A fully automated tooth segmentation tool was developed to aid in the detection and segmentation of rhesus monkey teeth in CT images. The tool utilized multi-atlas segmentation at several resolutions and levels of zoom to minimize the processing time while still maintaining high accuracy in the segmentations.
Twelve CT images were provided with regions of interest manually defined to act as a reference library. The four teeth segmented were the left incisor, the left canine and two molars on the left side. The multi-atlas segmentation process is as follows:
- Register each reference data set to the input image using an affine transform followed by a deformable transform. Apply the same transforms to the region of interest data.
- Average several the transformed reference ROIs together to construct a probability map on the input image of each region of interest.
- Threshold the probability map to build a deterministic output region of interest.

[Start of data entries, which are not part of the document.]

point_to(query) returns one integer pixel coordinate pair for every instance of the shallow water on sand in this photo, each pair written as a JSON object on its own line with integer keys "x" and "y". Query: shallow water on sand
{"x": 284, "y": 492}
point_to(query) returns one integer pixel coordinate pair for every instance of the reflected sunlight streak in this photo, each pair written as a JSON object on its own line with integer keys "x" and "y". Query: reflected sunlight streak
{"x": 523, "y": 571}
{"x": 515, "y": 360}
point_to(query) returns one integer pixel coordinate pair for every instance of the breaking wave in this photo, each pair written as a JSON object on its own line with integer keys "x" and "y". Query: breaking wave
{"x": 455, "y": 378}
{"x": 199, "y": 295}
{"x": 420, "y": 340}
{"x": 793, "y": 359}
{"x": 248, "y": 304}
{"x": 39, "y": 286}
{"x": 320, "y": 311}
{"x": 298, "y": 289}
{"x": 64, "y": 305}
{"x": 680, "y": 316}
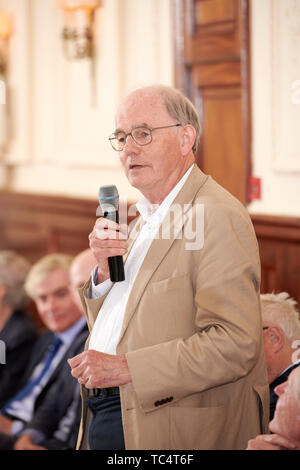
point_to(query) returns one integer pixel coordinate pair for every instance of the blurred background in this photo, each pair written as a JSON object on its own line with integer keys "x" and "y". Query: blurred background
{"x": 66, "y": 64}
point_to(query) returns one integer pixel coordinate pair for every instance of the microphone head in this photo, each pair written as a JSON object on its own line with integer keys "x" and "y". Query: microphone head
{"x": 108, "y": 198}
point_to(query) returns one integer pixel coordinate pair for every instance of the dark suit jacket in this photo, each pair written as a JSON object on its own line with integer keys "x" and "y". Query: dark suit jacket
{"x": 279, "y": 380}
{"x": 19, "y": 335}
{"x": 55, "y": 401}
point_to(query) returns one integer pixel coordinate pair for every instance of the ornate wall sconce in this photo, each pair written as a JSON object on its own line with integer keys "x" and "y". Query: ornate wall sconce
{"x": 5, "y": 33}
{"x": 78, "y": 29}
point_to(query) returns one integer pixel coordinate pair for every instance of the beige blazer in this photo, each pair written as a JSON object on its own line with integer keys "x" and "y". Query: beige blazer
{"x": 192, "y": 332}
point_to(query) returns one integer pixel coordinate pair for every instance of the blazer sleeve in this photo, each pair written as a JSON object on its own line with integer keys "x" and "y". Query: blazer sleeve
{"x": 227, "y": 326}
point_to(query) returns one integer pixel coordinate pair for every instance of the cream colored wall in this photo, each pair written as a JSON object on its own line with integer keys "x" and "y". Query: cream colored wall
{"x": 59, "y": 138}
{"x": 58, "y": 141}
{"x": 275, "y": 43}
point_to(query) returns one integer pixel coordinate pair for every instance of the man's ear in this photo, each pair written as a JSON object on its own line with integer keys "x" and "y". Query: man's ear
{"x": 276, "y": 338}
{"x": 188, "y": 137}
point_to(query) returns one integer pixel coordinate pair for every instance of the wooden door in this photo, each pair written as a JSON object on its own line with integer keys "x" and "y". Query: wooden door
{"x": 212, "y": 68}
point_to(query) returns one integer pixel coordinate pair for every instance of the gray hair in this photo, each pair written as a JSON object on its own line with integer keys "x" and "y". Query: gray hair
{"x": 180, "y": 108}
{"x": 13, "y": 271}
{"x": 296, "y": 384}
{"x": 281, "y": 310}
{"x": 43, "y": 267}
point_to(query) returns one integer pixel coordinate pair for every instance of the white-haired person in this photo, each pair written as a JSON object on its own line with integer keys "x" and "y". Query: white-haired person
{"x": 18, "y": 331}
{"x": 285, "y": 426}
{"x": 281, "y": 333}
{"x": 44, "y": 395}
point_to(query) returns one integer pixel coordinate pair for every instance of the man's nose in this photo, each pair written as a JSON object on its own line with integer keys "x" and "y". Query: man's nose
{"x": 129, "y": 144}
{"x": 52, "y": 303}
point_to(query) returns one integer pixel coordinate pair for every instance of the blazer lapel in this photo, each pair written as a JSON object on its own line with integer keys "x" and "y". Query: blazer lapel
{"x": 160, "y": 246}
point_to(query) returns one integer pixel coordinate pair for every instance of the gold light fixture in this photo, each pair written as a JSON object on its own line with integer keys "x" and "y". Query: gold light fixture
{"x": 78, "y": 29}
{"x": 5, "y": 33}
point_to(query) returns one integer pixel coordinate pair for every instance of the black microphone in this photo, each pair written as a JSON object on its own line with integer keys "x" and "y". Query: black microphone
{"x": 109, "y": 202}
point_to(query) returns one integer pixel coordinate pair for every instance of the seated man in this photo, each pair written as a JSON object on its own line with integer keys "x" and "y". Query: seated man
{"x": 48, "y": 283}
{"x": 281, "y": 325}
{"x": 17, "y": 329}
{"x": 64, "y": 437}
{"x": 285, "y": 425}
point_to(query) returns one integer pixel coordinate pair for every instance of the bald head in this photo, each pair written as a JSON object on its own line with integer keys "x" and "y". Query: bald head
{"x": 80, "y": 271}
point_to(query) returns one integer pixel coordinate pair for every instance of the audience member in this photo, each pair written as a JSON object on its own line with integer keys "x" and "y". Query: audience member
{"x": 285, "y": 426}
{"x": 65, "y": 436}
{"x": 281, "y": 325}
{"x": 48, "y": 391}
{"x": 18, "y": 332}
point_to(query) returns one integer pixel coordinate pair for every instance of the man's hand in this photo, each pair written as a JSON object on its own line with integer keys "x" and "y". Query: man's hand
{"x": 95, "y": 369}
{"x": 107, "y": 239}
{"x": 270, "y": 442}
{"x": 25, "y": 442}
{"x": 5, "y": 425}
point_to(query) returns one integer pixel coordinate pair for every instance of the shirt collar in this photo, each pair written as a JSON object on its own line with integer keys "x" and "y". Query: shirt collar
{"x": 147, "y": 210}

Multi-Atlas segmentation was run on the entire field of view at a low resolution for all 4 regions. A bounding box for each output region was determined and the region was extracted. Multi-Atlas segmentation was then run again on each focused high-resolution region to determine the final segmentation.
Example 1
Example 2
Figure 1
Performance was evaluated by running each member of the reference library through the tool while excluding the input from the reference library. The output automated segmentations were compared to the provided manual segmentations at a voxel-by-voxel level and metrics such as the Dice coefficient, Jaccard index, sensitivity and precision were computed.